The exchanges of carbon dioxide (CO2) and methane (CH4) between arctic ecosystems and the atmosphere are sizeable and may if they change may alter the further development of climate warming. These fluxes take place between the atmospheric background of these trace gases and a very large reservoir of organic carbon stored in arctic soils and sediments. The stored carbon amounts to more than twice the current global atmospheric burden of CO2. Therefore, accurate measurements of the fluxes and how they vary temporally and spatially is key to understanding possible ecosystem impacts on the atmospheric mixing ratios and hence climate.
This presentation will detail the current state of the global CO2 and CH4 budget and review methods applied in quantifying the arctic trace gas flux components. The presentation will show new developments in the attempts to use UAV's to help improve spatial coverage of measured fluxes. The challenges in applying the laser techniques needed for the precise and fast trace gas measurements under true arctic conditions will be discussed.

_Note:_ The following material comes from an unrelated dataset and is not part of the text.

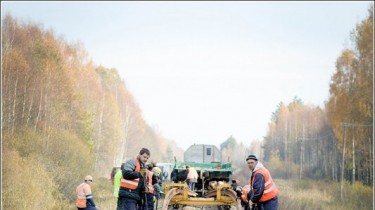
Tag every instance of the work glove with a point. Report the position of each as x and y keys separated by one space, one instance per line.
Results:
x=145 y=190
x=142 y=172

Bio: Torben Røjle Christensen is Professor of Arctic Biogeochemistry at the Arctic Research Centre, Aarhus University, Denmark. His research is on ecosystem-atmosphere interactions with particular attention to ecosystems responses to climate variability and change in Arctic environments. Within this area he has been active in field research over the past 30 years in a wide range of northern environments including Alaska, Siberia, northern Scandinavia, Svalbard and not the least Greenland. He is currently the Scientific Leader of the Greenland Ecosystem Monitoring Program and also Director of the Zackenberg Research Station in NE Greenland.